Spruch:
Der Revision wird Folge gegeben.
Das gegenüber der zweitbeklagten Partei ergangene Urteil des Erstgerichts wird wiederhergestellt.
Die zweitbeklagte Partei ist schuldig, der klagenden Partei die mit 6.698,72 EUR (darin 2.593 EUR Barauslagen und 684,29 EUR USt) bestimmten Kosten des Rechtsmittelverfahrens binnen 14 Tagen zu ersetzen.
Text
Entscheidungsgründe:
Die Zweitbeklagte (im Folgenden nur: Beklagte) war Eigentümerin einer Liegenschaft und schloss mit der Klägerin am 13. 12. 2002 einen Baurechtsvertrag, mit dem dieser entgeltlich ein Baurecht am Grundstück 44/2 bis zum 31. 12. 2023 eingeräumt wurde; in einem Nachtrag zum Baurechtsvertrag wurde vereinbart, dass das Baurecht unter anderem vorzeitig endet, wenn die Bauberechtigte mit der Bezahlung des Bauzinses für wenigstens zwei aufeinanderfolgende Jahre im Rückstand ist. Das Baurecht wurde zugunsten der Klägerin in einer dafür eröffneten Baurechtseinlage bücherlich einverleibt.

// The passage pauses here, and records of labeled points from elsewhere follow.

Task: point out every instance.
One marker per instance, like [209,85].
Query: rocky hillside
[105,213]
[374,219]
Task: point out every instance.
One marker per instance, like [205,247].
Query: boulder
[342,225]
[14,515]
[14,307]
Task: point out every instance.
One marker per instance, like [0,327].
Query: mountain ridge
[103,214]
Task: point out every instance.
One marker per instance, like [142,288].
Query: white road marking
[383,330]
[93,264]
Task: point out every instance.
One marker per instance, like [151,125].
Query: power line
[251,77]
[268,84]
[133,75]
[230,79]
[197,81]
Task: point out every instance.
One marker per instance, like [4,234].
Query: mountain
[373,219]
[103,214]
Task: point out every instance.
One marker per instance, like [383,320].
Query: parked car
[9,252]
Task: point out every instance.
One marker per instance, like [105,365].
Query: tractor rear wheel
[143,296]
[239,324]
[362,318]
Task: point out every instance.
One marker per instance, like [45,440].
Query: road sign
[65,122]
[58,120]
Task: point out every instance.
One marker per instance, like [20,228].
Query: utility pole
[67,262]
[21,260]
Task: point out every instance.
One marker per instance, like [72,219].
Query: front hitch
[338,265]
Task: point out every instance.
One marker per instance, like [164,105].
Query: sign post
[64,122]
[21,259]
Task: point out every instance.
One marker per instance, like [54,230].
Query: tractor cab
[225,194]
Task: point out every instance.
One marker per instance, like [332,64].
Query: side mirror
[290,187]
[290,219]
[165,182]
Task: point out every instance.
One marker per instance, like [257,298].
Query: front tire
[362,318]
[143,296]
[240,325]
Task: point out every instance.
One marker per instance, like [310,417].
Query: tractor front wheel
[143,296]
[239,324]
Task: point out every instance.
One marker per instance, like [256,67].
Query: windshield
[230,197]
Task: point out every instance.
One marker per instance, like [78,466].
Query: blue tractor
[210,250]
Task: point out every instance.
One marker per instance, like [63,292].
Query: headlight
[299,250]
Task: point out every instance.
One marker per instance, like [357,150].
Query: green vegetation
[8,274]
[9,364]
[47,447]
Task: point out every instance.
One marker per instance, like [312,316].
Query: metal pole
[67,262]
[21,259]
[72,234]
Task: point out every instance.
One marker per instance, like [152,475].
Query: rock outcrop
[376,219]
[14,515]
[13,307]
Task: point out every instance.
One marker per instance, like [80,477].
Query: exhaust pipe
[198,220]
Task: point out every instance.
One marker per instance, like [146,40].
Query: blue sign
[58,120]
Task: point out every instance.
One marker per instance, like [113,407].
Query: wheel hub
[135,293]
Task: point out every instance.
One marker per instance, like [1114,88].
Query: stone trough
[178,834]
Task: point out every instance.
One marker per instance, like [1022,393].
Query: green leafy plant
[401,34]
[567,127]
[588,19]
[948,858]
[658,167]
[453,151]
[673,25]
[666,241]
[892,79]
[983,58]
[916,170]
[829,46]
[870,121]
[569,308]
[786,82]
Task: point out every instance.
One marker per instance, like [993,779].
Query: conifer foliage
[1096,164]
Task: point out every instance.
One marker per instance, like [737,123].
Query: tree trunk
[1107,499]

Mit Schreiben vom 16. März 2007 teilte die Beklagte dem Liquidator der Klägerin schriftlich mit, dass die Klägerin als Bauberechtigte mit der Bezahlung des Bauzinses seit 31. 1. 2005 im Rückstand sei und damit das Baurecht aufgrund des Zahlungsrückstands für mehr als zwei aufeinanderfolgende Jahre beendet sei. Der Liquidator antwortete darauf im April und Mai 2007, die Klägerin habe den Bauzins beglichen, und zwar an eine Bank, an die die Beklagte ihre Bauzinsforderungen abgetreten habe; dort war eine Zahlung von 1.706,81 EUR am 8. 1. 2007 eingelangt. Dieser Bank wurde im Mai 2009 gegen die Zweitbeklagte die Zwangsversteigerung der Liegenschaft bewilligt. Den Zuschlag erhielt am 11. 8. 2010 der frühere Erstbeklagte als Ersteher, der dabei das eingetragene Baurecht bis 31. 12. 2023 ohne Anrechnung auf das Meistbot zu übernehmen hatte; die Erteilung des Zuschlags wurde zu TZ 1372/2010 des BG S***** im B‑Blatt der Grundbuchseinlage, die weiterhin die Beklagte als Eigentümerin ausweist, eingetragen. Das von der Klägerin aufgrund des Baurechtsvertrags errichtete Gebäude wird von der Beklagten seit jeher bis zuletzt bewohnt und benützt. Die Beklagte hat keinen Mietvertrag mit dem Ersteher und bezahlt diesem auch kein Entgelt für die Benützung. In einem Exekutionsverfahren wurde für das Objekt ein ortsüblicher Mietzins von 2.520 EUR netto monatlich zuzüglich Betriebskosten ermittelt.
Die Klägerin begehrte nun von der Beklagten unter Berufung auf ihr Baurecht die Räumung der von dieser titellos benützten Liegenschaft sowie die Zahlung von 27.000 EUR (1.500 EUR monatlich) als Benützungsentgelt für den Zeitraum September 2010 bis Februar 2012. Der Baurechtsvertrag sei weiterhin aufrecht, weil niemals ein Zahlungsrückstand für einen Zeitraum von zwei Jahren bestanden habe. Der ab 31. 1. 2005 aufgelaufene Rückstand sei am 5. 1. 2007 an die Bank als Zessionarin bezahlt worden.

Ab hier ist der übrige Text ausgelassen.